Cholil menambahkan, jika segala gestur yang tampak di permukaan ini adalah perpanjangan nyawa Plainsong, yang ingin acaranya berjalan nyaman bagi semua pihak. Setidaknya, menurut Cholil, kemampuan mereka menginternalisasi mindset para pengunjung untuk ikut mengamini spirit yang mereka tularkan sudah sangat baik. "Walaupun sebenarnya masih banyak lagi yang harus kita benahi bareng-bareng, misalnya bagaimana supaya penggunaan listriknya itu lebih ramah lingkungan, dengan sumber energi terbarukan atau lain-lain," terangnya.
Di lain sisi, Ferry menyimpulkan, bahwa pada akhirnya, segala inisiatif keberlanjutan lingkungan yang sedang dibiasakan Joyland tidak bisa rampung tanpa gerak kolektif dari berbagai pihak terkait. Satu hal yang selaras dengan usulan Melodya. "Kunci keberhasilan inisiatif keberlanjutan ya, Kolaborasi. Ngga ada kata lain. Dan, gue rasa banyak kok NGO dan community yang lebih bisa diajak kerja sama kedepannya."
FESTIVAL UNTUK MASA DEPAN
"Adanya wadah seperti Joyland, yang menurut gue sangat membantu kita semua dalam mendesain lingkungan yang eco-friendly, kids friendly, harusnya bisa dibarengi dengan dukungan inisiatif dari banyak pihak," tukas Melodya.
Masa-masa ini memang merupakan periode krusial bagi bumi. Tempat kita hidup, berkehidupan, juga bersenang-senang. Karena itulah, festival musik, yang menempati posisi sentral dalam mempertahankan kesenangan sekaligus peradaban manusia wajib memiliki tanggung jawab yang sama besar dalam memastikan kelangsungan bumi itu sendiri.
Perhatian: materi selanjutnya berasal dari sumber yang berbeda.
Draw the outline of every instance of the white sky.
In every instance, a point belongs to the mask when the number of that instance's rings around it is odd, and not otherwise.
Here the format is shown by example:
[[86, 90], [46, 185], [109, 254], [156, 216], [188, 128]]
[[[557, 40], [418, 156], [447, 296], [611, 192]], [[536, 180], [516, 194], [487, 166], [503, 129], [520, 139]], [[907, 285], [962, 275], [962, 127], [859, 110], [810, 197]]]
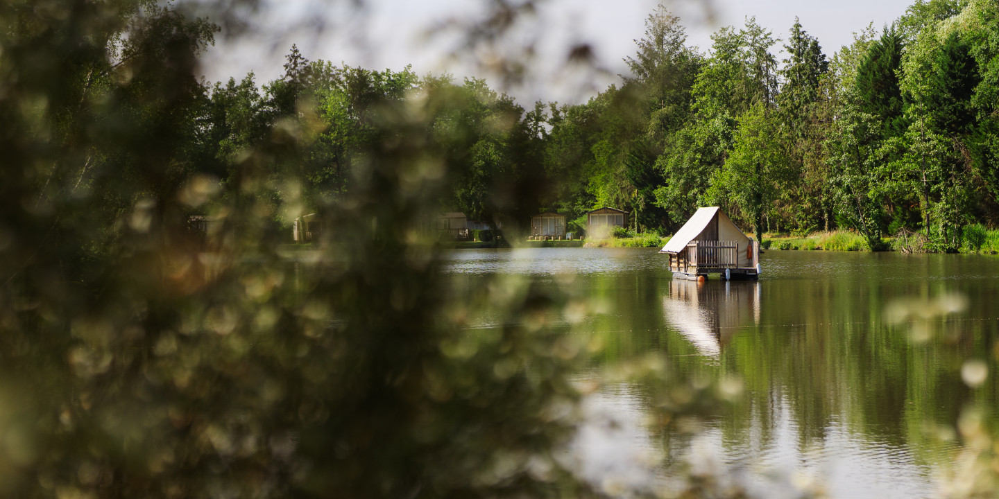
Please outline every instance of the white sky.
[[[362, 9], [352, 1], [262, 0], [253, 38], [240, 42], [217, 37], [204, 59], [209, 81], [241, 79], [253, 71], [257, 83], [280, 77], [284, 57], [293, 43], [309, 60], [323, 59], [369, 69], [401, 70], [407, 64], [420, 75], [450, 73], [486, 77], [494, 89], [506, 91], [526, 106], [536, 99], [577, 103], [618, 81], [626, 72], [624, 57], [634, 54], [633, 40], [644, 34], [644, 21], [654, 0], [545, 0], [537, 15], [527, 18], [513, 33], [516, 43], [532, 44], [536, 54], [519, 84], [504, 86], [477, 66], [481, 57], [464, 51], [455, 31], [440, 25], [448, 19], [468, 20], [482, 11], [479, 0], [367, 0]], [[742, 26], [745, 16], [775, 37], [786, 38], [794, 17], [803, 29], [818, 38], [823, 52], [832, 57], [851, 43], [853, 33], [873, 22], [880, 31], [905, 12], [913, 0], [713, 0], [713, 22], [705, 17], [703, 2], [667, 0], [666, 5], [687, 27], [687, 44], [710, 48], [710, 34], [721, 26]], [[268, 6], [270, 5], [270, 6]], [[432, 36], [427, 40], [426, 35]], [[573, 71], [564, 65], [567, 48], [586, 42], [594, 49], [596, 63], [605, 71]], [[782, 48], [778, 43], [775, 52]], [[461, 53], [459, 59], [450, 58]], [[782, 55], [778, 55], [778, 58]], [[522, 59], [522, 58], [517, 58]]]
"Kayaknya, kita kan nggak bisa ya hidup kalo nggak ada hiburan. Tapi, kita lebih nggak bisa hidup kalau tempat kita terhibur rusak. Makanya, walaupun kayak mustahil mengorganisir acara besar yang harmless buat bumi, apalagi ada keterbatasan pada teknologi, sepertinya festival musik bisa lebih cermat."
"Intinya, kalo emang willingly mau hitung karbon dan menanggulanginya, ada banyak yang bisa dilakukan. Transparansi mengenai keberlanjutan itu juga lebih harus lagi dibuka, apakah inevitable dan seterusnya. Ada banyak juga yang bisa di-give back ke lingkungan, misalnya penanaman kembali sebesar hitungan karbon, atau dengan melibatkan pihak-pihak yang bisa mengkuantifikasi urusan ini," pungkas Melodya
Merancang festival musik minim emisi karbon memang tidak mudah. Dan, tentunya, tidak murah. Oleh sebab itu, kedepannya Joyland, yang memilih bergerilya dalam memastikan inisiatif keberlanjutan lingkungan diharapkan terus konsisten menerapkan elemen-elemen eco-friendly di seluruh festival dengan bantuan banyak pihak lain. Sebab urusan ini memang bukan cuma PR untuk event organizer, melainkan membutuhkan campur tangan pemerintah, pihak-pihak swasta, bahkan publik secara menyeluruh. Tetapi, paling tidak untuk saat ini, Joyland Festival sudah cukup berhasil mempertanggungjawabkan lahan kesenangan bagi publik, sambil perlahan-lahan melakukan hal-hal baik bagi bumi, tempat kita berpijak.